In this paper, we study the gradient descent dynamics for jointly training both layers of a one-hidden-layer ReLU network to fit a linear target function. Concretely, we consider a realizable setting where inputs are drawn i.i.d. from a Gaussian distribution and labels follow a planted linear model. This stylized framework captures salient features of end-to-end training in inverse problems and certain auto-encoder models. Despite its apparent simplicity, the dynamics remain poorly understood, in part because the loss landscape contains multiple non-strict saddle points, making it unclear why gradient descent from random initialization reliably escapes bad stationary regions. We provide a detailed characterization of the optimization landscape and prove that gradient descent from a moderately small random initialization-simultaneously training both layers-converges to a global minimizer at a linear rate with order-wise optimal sample complexity. Our analysis tracks the trajectory through three phases: an alignment phase in which hidden weights progressively align with the planted direction while the output weights maintain the correct sign pattern; a growth phase in which the norms of both layers increase while preserving alignment; and a local refinement phase in which the aligned neurons rapidly converge to the planted direction, yielding fast local convergence. To rigorously show that GD avoids non-strict saddles, we develop trajectory-level control arguments for the end-to-end dynamics. In addition, we establish novel uniform concentration results that hold along the entire trajectory, and are essential for obtaining order-wise optimal sample complexity. We corroborate our theory with extensive experiments across a range of configurations.

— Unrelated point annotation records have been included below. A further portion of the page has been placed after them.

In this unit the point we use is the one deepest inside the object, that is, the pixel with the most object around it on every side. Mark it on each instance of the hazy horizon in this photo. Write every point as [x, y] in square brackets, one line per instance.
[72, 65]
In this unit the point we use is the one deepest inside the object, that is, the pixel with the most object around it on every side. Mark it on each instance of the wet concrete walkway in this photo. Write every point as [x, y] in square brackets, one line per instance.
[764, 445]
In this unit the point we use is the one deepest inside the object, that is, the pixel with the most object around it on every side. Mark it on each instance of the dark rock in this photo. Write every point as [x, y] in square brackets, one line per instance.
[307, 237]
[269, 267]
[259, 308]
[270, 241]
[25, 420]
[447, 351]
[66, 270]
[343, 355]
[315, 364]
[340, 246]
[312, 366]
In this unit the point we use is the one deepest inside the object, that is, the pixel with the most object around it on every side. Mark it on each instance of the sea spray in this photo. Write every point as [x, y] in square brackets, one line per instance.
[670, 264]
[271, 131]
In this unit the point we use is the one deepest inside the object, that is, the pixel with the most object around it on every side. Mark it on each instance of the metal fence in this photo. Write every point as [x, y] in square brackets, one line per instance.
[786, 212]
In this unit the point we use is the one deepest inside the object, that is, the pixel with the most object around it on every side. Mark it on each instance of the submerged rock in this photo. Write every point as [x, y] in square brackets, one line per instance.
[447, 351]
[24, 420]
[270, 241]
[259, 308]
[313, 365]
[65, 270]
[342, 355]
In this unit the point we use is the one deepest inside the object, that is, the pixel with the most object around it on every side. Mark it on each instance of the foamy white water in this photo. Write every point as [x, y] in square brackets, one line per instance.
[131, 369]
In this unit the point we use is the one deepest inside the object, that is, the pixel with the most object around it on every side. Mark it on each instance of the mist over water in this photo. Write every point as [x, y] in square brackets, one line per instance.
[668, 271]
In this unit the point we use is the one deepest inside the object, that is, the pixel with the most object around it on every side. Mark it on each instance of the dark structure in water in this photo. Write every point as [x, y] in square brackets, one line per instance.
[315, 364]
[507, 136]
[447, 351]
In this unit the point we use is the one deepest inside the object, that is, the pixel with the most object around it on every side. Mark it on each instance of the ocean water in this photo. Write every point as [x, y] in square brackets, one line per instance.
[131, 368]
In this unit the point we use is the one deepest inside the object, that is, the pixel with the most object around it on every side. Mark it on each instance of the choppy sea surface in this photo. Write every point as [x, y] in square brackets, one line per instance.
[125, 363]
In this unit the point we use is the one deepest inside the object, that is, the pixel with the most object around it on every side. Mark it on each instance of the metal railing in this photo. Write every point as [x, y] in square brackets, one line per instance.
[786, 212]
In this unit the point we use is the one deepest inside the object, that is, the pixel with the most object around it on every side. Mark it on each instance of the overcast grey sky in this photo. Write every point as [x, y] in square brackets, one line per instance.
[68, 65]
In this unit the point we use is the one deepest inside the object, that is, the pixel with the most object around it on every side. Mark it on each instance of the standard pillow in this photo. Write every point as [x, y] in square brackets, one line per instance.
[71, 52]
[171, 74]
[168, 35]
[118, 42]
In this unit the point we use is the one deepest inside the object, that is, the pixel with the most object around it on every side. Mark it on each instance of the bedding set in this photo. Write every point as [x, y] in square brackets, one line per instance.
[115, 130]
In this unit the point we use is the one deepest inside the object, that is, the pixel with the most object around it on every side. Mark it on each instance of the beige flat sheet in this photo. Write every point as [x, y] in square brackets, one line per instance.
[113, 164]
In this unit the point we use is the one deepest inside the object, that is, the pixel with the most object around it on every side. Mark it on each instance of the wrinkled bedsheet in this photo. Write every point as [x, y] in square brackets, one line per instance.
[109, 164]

翻译：本文研究了单隐层ReLU网络联合训练两层参数以拟合线性目标函数的梯度下降动力学。具体而言，我们考虑一个可实现场景：输入独立同分布于高斯分布，标签遵循预设的线性模型。这一框架捕捉了逆问题及某些自编码器模型中端到端训练的核心特征。尽管问题看似简单，其动力学机制至今尚未被充分理解——部分原因在于损失景观中包含多个非严格鞍点，这使得随机初始化后的梯度下降为何能可靠逃离不良驻留区域尚不明确。我们给出优化景观的详细刻画，并证明：从适度小的随机初始化出发，同时训练两层的梯度下降能以线性速率收敛至全局最优解，且样本复杂度达到阶数最优。我们的分析通过三个阶段追踪轨迹：对齐阶段中，隐层权重逐步与预设方向对齐，同时输出权重保持正确符号模式；增长阶段中，两层范数在保持对齐的同时同步增加；局部精化阶段中，已对齐的神经元快速收敛至预设方向，实现快速局部收敛。为严格证明梯度下降能避开非严格鞍点，我们针对端到端动力学建立了轨迹级控制论证。此外，我们提出了沿整个轨迹成立的统一集中性结果，这对实现阶数最优样本复杂度至关重要。我们通过一系列配置下的广泛实验验证了理论分析。